7800 demandes, trois Ă©valuations positives
Les médias ont rapporté en octobre que 7800 demandes d’Afghanes et d’Afghans ont été adressées au Secrétariat d’État aux migrations (SEM) pour examen préalable d’une demande de visa humanitaire. Le SEM ne fait que vérifier si une demande a une chance. Une demande correspondante à une représentation suisse dans un État voisin n’a de sens que si les critères stricts pour un visa humanitaire ou un regroupement familial sont remplis. L’OSAR salue cette possibilité, car la fuite vers une représentation suisse à l’étranger dans un État voisin est très risquée pour les personnes vulnérables en Afghanistan. Mais l’évaluation des demandes donne des résultats décevants. À ce jour, seules trois demandes ont reçu une réponse positive : une fois dans le cas d’un visa humanitaire et deux fois pour un regroupement familial. Pourquoi un taux si bas ? Les conditions d’obtention d’un visa humanitaire restent très strictes : la personne concernée doit non seulement avoir un lien étroit et actuel avec la Suisse, mais aussi se trouver en danger personnel et immédiat de mort en raison de la situation en Afghanistan. Du point de vue d’une représentation suisse à l’étranger, le simple rattachement à un groupe potentiellement menacé comme d’ancien-ne-s fonctionnaires du gouvernement, des minorités telles que les Hazaras, des journalistes, des activistes ou des rapatrié-e-s occidentaux, ne suffit pas. S’ajoute à cela le fait que la menace ainsi que le lien avec la Suisse doivent être prouvés par des pièces et des documents officiels. Fahim doit par exemple se procurer les actes de naissance de son frère et des extraits du registre familial afghan pour prouver son lien de parenté – mais comment ? « L’administration en Afghanistan ne fonctionne pas. De plus, un contact direct avec les autorités serait vraiment trop dangereux », dit le jeune homme. « Peut-être qu’un test sanguin sera utile ? En tout cas, je vais essayer tout ce qui est possible à partir d’ici. »

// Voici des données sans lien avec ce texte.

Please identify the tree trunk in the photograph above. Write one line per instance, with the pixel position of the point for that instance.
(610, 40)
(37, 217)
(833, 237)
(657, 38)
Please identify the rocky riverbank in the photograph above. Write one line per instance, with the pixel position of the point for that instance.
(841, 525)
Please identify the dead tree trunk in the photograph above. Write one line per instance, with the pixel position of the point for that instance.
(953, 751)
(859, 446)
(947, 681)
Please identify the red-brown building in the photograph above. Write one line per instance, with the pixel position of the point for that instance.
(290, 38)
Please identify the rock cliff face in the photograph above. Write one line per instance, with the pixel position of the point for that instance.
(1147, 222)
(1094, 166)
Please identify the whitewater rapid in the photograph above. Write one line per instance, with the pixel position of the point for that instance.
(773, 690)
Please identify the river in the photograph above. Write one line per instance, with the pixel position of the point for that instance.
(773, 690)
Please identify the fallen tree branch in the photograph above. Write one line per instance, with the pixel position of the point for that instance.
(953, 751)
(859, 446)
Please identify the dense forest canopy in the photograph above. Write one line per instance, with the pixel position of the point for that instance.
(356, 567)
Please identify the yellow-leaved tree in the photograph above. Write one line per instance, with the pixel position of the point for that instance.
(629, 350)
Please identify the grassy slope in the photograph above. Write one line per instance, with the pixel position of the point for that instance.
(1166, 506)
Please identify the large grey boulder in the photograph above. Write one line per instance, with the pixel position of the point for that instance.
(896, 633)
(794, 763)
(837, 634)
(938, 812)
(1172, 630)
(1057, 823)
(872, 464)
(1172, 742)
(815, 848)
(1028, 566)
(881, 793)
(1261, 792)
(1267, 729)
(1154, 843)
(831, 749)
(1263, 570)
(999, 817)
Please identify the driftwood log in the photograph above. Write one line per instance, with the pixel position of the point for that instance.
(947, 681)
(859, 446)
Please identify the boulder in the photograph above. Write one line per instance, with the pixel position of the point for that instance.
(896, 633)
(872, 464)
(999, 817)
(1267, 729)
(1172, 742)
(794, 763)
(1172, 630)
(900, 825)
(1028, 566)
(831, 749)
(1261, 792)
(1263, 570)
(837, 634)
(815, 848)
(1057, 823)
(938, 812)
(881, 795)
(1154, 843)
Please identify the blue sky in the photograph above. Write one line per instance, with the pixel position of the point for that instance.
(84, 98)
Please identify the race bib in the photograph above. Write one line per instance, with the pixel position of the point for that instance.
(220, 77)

Du point de vue de la Suisse, le frère de Fahim et sa famille sont trop peu menacés pour obtenir un visa humanitaire. Un regroupement familial est réservé à la famille nucléaire (conjoint-e et enfants mineur-e-s). Fahim est ainsi comme les 7799 autres Afghanes et Afghans qui ne peuvent guère faire sortir leurs proches d’Afghanistan par des voies légales. Ils persévèrent, restent courageux, continuent de rechercher ensemble leurs proches grâce à leurs réseaux de diaspora éprouvés, les soutiennent avec de l’argent. « Mon espoir est que les gens comprennent partout que nous sommes toutes et tous égaux et que la guerre n’a rien à voir avec la religion et Dieu, mais seulement avec le pouvoir et l’argent », a déclaré Fahim à ses camarades de classe fin juin lors de la présentation de fin d’études à l’école professionnelle. Deux mois plus tard, le pouvoir religieux prenait le dessus dans son pays natal.